Analyze DNA sequences from a FASTA file.

**Parameters:**
- `file_path` (str): Path to the FASTA file
- `options` (OrphosOptions, optional): Configuration options

**Returns:** `OrphosResult`

### `OrphosOptions`

Configuration options for gene prediction.

**Attributes:**
- `mode` (str): "single" for single genome mode, "meta" for metagenomic mode (default: "single")
- `format` (str): Output format - "gbk", "gff", "sco", or "gca" (default: "gbk")
- `closed_ends` (bool): Don't allow genes to run off edges (default: False)
- `circular` (bool): Detect genes that wrap sequence end to start (default: False)
- `mask_n_runs` (bool): Mask runs of N's in the sequence (default: False)
- `force_non_sd` (bool): Force non-Shine-Dalgarno model (default: False)
- `translation_table` (int, optional): Translation table 1-25 (excluding 7, 8, 17-20)
- `num_threads` (int, optional): Number of threads to use
- `quiet` (bool): Suppress informational output (default: True)

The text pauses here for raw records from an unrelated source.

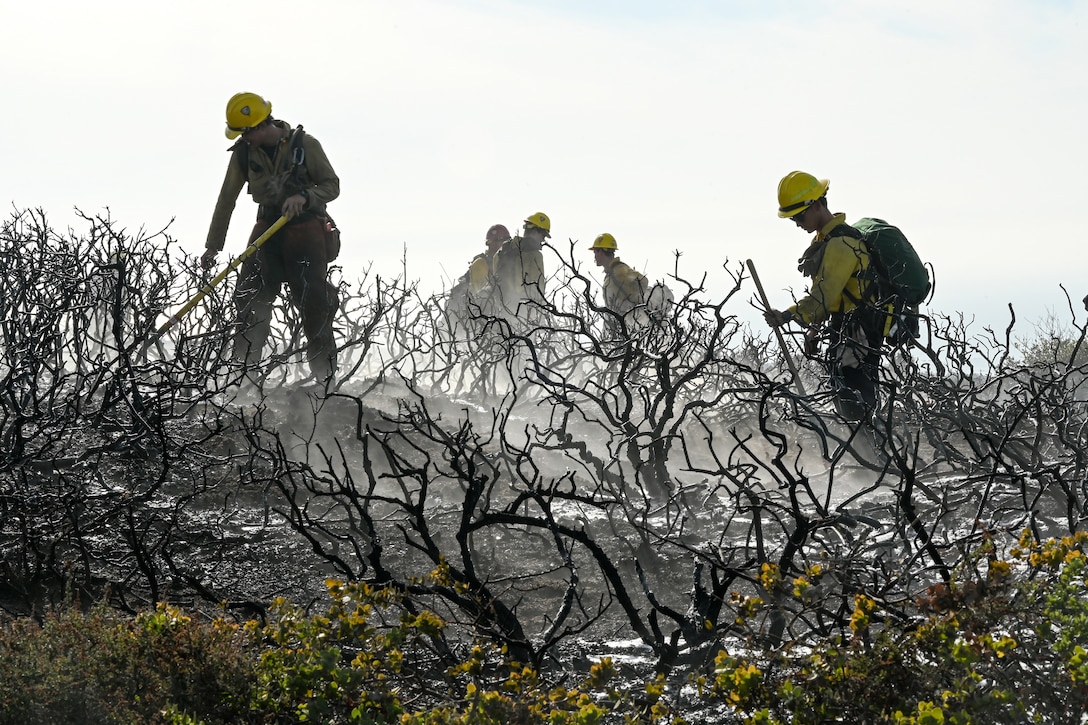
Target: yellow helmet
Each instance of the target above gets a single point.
(244, 111)
(605, 241)
(798, 191)
(540, 219)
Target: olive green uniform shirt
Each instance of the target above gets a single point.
(268, 177)
(836, 284)
(519, 271)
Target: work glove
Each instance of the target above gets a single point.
(293, 206)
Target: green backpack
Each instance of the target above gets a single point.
(899, 270)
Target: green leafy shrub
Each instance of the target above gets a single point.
(988, 647)
(102, 667)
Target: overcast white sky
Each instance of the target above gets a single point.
(667, 123)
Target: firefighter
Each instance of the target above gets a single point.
(287, 174)
(519, 265)
(625, 289)
(836, 262)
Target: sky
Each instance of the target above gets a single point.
(665, 123)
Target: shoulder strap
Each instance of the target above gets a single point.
(845, 230)
(240, 151)
(297, 152)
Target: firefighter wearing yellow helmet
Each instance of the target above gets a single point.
(287, 174)
(625, 289)
(519, 265)
(836, 262)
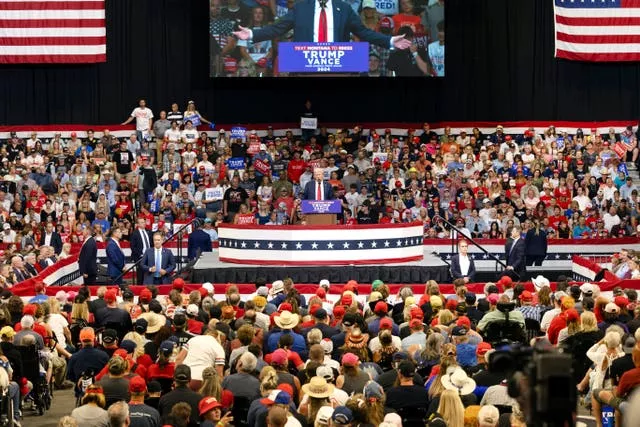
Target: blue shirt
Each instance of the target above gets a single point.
(299, 345)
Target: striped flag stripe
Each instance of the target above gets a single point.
(597, 30)
(45, 41)
(53, 14)
(56, 31)
(51, 32)
(53, 59)
(52, 5)
(597, 22)
(615, 39)
(51, 23)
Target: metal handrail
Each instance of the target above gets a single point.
(174, 235)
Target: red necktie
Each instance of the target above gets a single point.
(322, 27)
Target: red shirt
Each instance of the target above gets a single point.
(557, 324)
(628, 381)
(296, 169)
(194, 326)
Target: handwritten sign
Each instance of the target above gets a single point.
(309, 57)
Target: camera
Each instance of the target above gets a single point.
(541, 379)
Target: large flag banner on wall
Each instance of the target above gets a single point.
(597, 30)
(52, 32)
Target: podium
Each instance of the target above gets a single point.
(321, 212)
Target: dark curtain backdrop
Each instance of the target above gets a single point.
(499, 66)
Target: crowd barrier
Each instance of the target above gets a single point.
(397, 129)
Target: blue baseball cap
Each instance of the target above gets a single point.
(342, 415)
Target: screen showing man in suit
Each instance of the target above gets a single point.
(395, 37)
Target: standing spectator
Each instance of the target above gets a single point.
(123, 160)
(201, 352)
(115, 257)
(234, 197)
(87, 260)
(181, 393)
(536, 244)
(144, 119)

`circular=True` cannot be combined with `closed_ends=True`.

### `OrphosResult`

Result from gene prediction.

**Attributes:**
- `output` (str): Formatted output (GenBank, GFF, etc.)
- `gene_count` (int): Total number of genes predicted
- `sequence_count` (int): Number of sequences analyzed

## Examples

### Single Genome Mode (Default)

```python
import orphos

# Analyze with default settings
result = orphos.analyze_file("ecoli.fasta")
print(f"Found {result.gene_count} genes")

# Save GenBank output
with open("output.gbk", "w") as f:
    f.write(result.output)
```

### Metagenomic Mode

```python
import orphos

options = orphos.OrphosOptions(mode="meta")
result = orphos.analyze_file("metagenome.fasta", options)
```

### GFF Output Format

```python
import orphos

options = orphos.OrphosOptions(format="gff")
result = orphos.analyze_file("genome.fasta", options)

# Save GFF output
with open("output.gff", "w") as f:
    f.write(result.output)
```

### Custom Translation Table

```python
import orphos

# Use translation table 4 (Mycoplasma/Spiroplasma)
options = orphos.OrphosOptions(translation_table=4)
result = orphos.analyze_file("mycoplasma.fasta", options)
```

### Processing Multiple Files

```python
import orphos
import os

fasta_dir = "genomes"
output_dir = "predictions"
os.makedirs(output_dir, exist_ok=True)

options = orphos.OrphosOptions(format="gff")

for filename in os.listdir(fasta_dir):
    if filename.endswith(".fasta"):
        input_path = os.path.join(fasta_dir, filename)
        output_path = os.path.join(output_dir, filename.replace(".fasta", ".gff"))
        
        result = orphos.analyze_file(input_path, options)
        
        with open(output_path, "w") as f:
            f.write(result.output)
        
        print(f"{filename}: {result.gene_count} genes")
```

## Output Formats

### GenBank (gbk)
Standard GenBank feature table format with gene coordinates and annotations.

### GFF (gff)
GFF3 format with gene features and attributes.

### Simple Coordinates (sco)
Simple tab-delimited format with gene coordinates.

### Gene Calls (gca)
Detailed gene call information including scores and training data.

## Performance

The Python bindings have minimal overhead compared to the native Rust implementation. Large genomes and metagenomes can be processed efficiently.

## License

GPL-3.0-or-later

## Citation

If you use Orphos in your research, please cite:

Hyatt D, Chen GL, Locascio PF, Land ML, Larimer FW, Hauser LJ. Orphos: prokaryotic gene recognition and translation initiation site identification. BMC Bioinformatics. 2010 Mar 8;11:119.